Grace Church

Ca Ira VA – January 2021

When I was in college, during the summertime, I would help my academic advisor Richard Couture prepare this church and grounds for its annual worship service. The church only meets once a year because the church community is so small as to be almost extinct. Its historical significance draws (or at least in the late 1970s) a number of historians, college professors and other interested people to the worship service, which is/was followed by a fellowship meal on the grounds.
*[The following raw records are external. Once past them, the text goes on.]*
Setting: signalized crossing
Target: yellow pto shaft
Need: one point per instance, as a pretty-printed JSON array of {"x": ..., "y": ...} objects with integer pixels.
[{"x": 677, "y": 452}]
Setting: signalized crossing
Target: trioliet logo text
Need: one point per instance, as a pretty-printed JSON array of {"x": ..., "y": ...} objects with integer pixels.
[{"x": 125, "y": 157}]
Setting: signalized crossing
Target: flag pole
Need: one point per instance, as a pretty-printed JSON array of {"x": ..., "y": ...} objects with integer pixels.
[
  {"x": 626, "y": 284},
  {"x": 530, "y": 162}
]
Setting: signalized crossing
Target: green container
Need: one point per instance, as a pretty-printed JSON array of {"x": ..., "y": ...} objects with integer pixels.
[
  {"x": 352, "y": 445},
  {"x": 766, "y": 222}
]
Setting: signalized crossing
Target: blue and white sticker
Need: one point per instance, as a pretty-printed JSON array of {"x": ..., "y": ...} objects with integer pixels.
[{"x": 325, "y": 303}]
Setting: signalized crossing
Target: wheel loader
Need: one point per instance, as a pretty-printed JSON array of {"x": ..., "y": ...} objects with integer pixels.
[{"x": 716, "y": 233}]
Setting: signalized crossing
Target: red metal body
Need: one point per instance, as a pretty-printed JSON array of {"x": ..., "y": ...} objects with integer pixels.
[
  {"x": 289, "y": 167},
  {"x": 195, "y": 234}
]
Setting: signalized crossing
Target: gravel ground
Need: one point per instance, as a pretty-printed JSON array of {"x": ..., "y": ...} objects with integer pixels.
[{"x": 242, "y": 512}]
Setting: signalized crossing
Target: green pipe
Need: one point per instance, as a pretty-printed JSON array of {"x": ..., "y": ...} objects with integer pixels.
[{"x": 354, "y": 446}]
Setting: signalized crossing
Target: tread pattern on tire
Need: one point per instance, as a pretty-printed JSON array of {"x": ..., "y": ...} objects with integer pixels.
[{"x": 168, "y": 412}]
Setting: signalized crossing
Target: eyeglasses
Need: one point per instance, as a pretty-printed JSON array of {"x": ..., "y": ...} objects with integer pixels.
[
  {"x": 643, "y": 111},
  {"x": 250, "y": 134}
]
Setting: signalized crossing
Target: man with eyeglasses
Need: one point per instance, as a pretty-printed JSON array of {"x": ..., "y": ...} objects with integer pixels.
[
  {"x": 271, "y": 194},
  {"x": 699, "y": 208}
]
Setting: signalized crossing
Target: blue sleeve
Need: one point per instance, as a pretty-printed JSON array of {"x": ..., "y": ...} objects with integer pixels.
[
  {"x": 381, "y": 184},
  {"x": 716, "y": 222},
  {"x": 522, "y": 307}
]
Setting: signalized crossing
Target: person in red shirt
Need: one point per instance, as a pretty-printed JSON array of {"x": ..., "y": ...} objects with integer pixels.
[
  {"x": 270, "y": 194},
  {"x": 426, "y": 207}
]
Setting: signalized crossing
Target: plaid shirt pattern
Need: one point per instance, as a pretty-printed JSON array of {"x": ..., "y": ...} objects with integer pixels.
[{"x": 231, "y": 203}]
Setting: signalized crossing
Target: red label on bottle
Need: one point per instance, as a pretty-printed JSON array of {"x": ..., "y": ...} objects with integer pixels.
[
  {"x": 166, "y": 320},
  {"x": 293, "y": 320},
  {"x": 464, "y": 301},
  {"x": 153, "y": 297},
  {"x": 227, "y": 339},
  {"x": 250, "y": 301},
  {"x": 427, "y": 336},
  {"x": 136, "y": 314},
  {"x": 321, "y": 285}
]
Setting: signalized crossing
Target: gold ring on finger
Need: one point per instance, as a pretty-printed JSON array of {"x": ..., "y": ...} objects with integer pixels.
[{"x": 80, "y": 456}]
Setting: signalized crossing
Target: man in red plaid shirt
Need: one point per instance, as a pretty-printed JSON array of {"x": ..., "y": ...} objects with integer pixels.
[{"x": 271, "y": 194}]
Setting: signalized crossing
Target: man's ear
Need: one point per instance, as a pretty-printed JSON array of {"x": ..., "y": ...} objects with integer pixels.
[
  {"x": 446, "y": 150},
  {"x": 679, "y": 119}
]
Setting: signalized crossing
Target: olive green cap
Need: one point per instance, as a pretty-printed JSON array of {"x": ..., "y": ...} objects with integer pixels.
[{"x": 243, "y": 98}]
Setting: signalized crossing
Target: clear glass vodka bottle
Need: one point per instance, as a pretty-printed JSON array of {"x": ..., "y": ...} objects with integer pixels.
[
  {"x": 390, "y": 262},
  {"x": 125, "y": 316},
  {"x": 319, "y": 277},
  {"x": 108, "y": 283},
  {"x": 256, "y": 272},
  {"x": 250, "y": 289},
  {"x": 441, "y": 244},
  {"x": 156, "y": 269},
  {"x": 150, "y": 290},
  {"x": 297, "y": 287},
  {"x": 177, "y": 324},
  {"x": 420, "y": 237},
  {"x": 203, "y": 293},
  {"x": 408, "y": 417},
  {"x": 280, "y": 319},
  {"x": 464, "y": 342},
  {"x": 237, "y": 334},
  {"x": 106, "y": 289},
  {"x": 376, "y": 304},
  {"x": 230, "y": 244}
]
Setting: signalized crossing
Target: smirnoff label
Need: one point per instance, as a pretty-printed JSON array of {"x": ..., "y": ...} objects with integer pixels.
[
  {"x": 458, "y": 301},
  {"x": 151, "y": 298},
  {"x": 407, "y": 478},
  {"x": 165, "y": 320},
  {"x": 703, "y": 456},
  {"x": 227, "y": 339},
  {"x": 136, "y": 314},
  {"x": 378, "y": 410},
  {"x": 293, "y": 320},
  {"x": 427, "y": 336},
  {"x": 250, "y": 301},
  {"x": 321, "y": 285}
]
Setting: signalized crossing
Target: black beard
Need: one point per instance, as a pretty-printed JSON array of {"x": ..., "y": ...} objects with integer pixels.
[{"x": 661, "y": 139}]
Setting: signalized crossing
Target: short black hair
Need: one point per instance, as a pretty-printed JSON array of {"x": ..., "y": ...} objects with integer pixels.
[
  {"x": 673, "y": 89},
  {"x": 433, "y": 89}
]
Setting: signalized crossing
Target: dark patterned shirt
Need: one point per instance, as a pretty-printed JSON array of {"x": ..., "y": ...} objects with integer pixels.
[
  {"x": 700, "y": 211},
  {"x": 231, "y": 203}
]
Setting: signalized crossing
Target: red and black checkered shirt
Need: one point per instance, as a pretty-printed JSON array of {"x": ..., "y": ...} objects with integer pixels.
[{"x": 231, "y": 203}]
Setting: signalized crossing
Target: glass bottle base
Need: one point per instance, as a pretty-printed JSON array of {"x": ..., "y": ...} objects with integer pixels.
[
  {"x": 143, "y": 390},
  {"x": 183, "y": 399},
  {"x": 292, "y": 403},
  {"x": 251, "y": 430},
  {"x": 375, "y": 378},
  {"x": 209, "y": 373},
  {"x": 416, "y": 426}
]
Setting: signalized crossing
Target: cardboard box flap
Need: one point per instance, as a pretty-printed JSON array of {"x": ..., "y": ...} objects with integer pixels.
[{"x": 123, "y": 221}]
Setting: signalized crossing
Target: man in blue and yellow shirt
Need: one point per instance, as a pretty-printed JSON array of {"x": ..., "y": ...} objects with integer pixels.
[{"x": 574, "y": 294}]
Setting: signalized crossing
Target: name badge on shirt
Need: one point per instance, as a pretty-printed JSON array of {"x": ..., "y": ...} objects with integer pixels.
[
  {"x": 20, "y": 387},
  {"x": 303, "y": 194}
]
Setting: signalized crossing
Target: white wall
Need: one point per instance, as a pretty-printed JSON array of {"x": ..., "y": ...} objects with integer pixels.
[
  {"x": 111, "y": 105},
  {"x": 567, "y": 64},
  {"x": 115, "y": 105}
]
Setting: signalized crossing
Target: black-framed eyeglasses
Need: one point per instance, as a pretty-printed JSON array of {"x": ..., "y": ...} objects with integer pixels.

The church’s historical significance is described in the application for inclusion on the National Registry of Historic Places in 1980 (application signed by Mr. Couture):

Grace Church, Ca Ira, survives as a charming illustration of the stylistic hybridization that occurred with Romantic Revivalism in the antebellum period. Unlike many of its similarly imaginative contemporaries, Grace Church is devoid of architectural naivete and is at once a skillful blending of Roman, Greek, and Gothic Revival elements, all executed with superb craftsmanship. Its temple form and fine brickwork are an offspring of Virginia’s Jeffersonian tradition, while its Greek and Gothic details are adapted from builders’ pattern books. The church was erected in 1840-43 by Valentine Parrish, a local master builder, and is one of the only remaining buildings of Ca Ira, a town laid out in 1787 which prospered briefly in the antebellum period as a milling and tobacco warehouse center.